On Tuesday afternoon, we went through introductions and met the faculty. The eight participants were all EMS folks in similar roles to me—doing data analysis, clinical quality management, with some day-to-day operational responsibilities mixed in. There was a broad range of research experience but it quickly became evident that knowledge of statistics or the mechanics of writing a manuscript were not as important. What truly mattered was a passion for paramedicine and a skeptical, inquisitive mind.

The eight faculty members for the workshop included David Page (director of the PCRF, based at UCLA, and member of the JEMS editorial board), David Wampler (a PhD paramedic at UTHSCSA and part of the San Antonio FD Office of the Medical Director), Remle Crowe (a nearly-PhD paramedic and the NREMT Research Fellow), Lawrence Brown (professor at Dell Medical School and well-recognized EMS research author), Henry Wang (physician and professor at UT in Houston and the researcher behind some of the biggest airway, cardiac arrest, and sepsis studies in recent years), Scott Bourne (PhD RN with a huge impact in EMS quality and research work), and Brett Myers (former physician leader at Wake County EMS and now the Chief Medical Officer at ESO Solutions). Getting to have the close input and mentoring of these experienced researchers was truly priceless.
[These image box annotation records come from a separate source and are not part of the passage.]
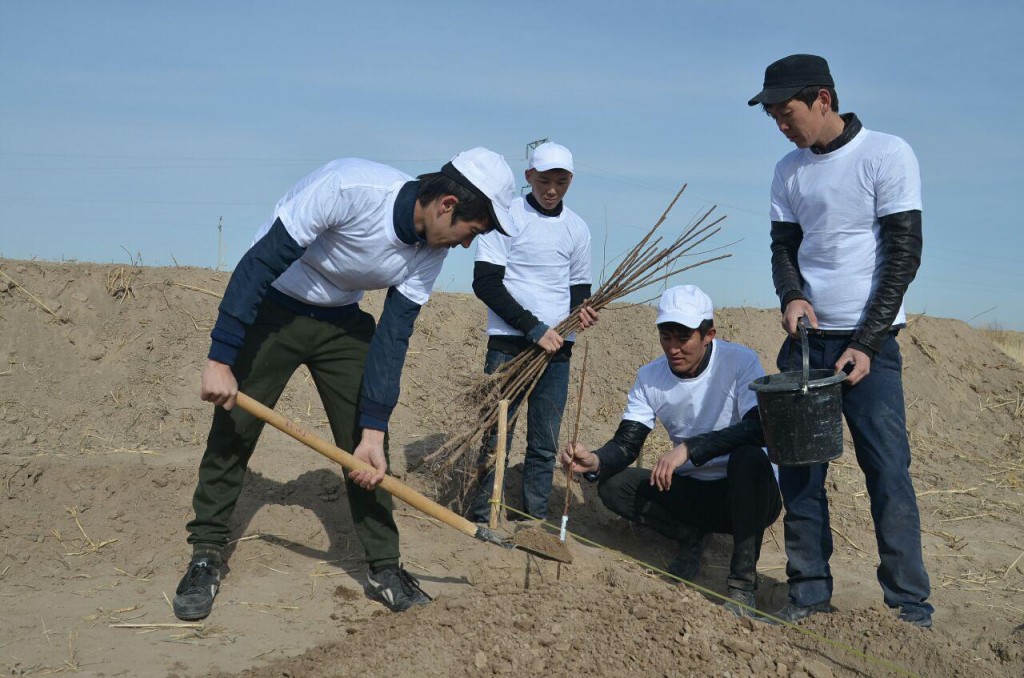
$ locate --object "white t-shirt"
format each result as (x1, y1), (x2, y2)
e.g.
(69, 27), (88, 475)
(476, 197), (592, 341)
(250, 158), (447, 306)
(623, 339), (767, 480)
(771, 129), (921, 330)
After introductions, we had a short lecture from David Page on the research process—going from asking a question to reporting an abstract, poster, or paper. And then we dove into the actual work! David led a brainstorming session where we filled a whiteboard with research ideas, then picked our favorites. This led to four groups of two each focused on four interesting research questions, with a faculty member assigned to each group. After refining our research question, each group presented our project to the workshop as a whole and we spent time critiquing and clarifying how we would approach research.

Wednesday, we began by doing literature review and developing our data collection request. For me, this was a high-value part of the workshop. Our faculty mentors provided a lot of insight into how to refine a research question into a testable hypothesis and how to structure your data to get usable results on the other end of collection and analysis. This part of the research process is often not appreciated. For our groups, we had five million deidentified EMS records to draw from, but needed a clear definition of how we would test our hypotheses in order to create a specific list of what we needed collected and analyzed.

As we began getting our data, each group continued to further write abstracts and do initial analysis. We concluded Wednesday with a group dinner.

Thursday morning, we finished examining our data and assembling draft abstracts and presentations. At 10:30 am, after rushing in with last-minute edits, we presented our research projects and findings for an audience of our peers and of staff from ESO Solutions. 
Our abstracts are still being refined and will be submitted for publication in the coming weeks and months. But the preliminary presentations from all four groups were exciting and showed us how we could do real research and find useful, important results. This highlighted one of the big takeaways of this workshop for me. Typically, these sorts of workshops do some kind of “toy” project where you apply concepts and principles but don’t actually create something real and valuable. This workshop was different—we did real research, investigated timely and relevant questions for EMS practice, and produced significant results that can contribute to the overall body of knowledge.

The other tremendous takeaway from this workshop was the networking opportunities. I felt like I was in a room full of “my people”—folks who were passionate about prehospital medical practice, quality improvement, research, and leveraging data to improve the care we deliver to our communities. There were a lot of offline conversations with other participants and faculty that gave me ideas and solutions to take back to my job and improve my organization.

Overall, a tremendous thank you to ESO Solutions, PCRF, and the faculty for putting on an incredible workshop. I look forward to supporting future workshops and seeing the research that comes out of these partnerships!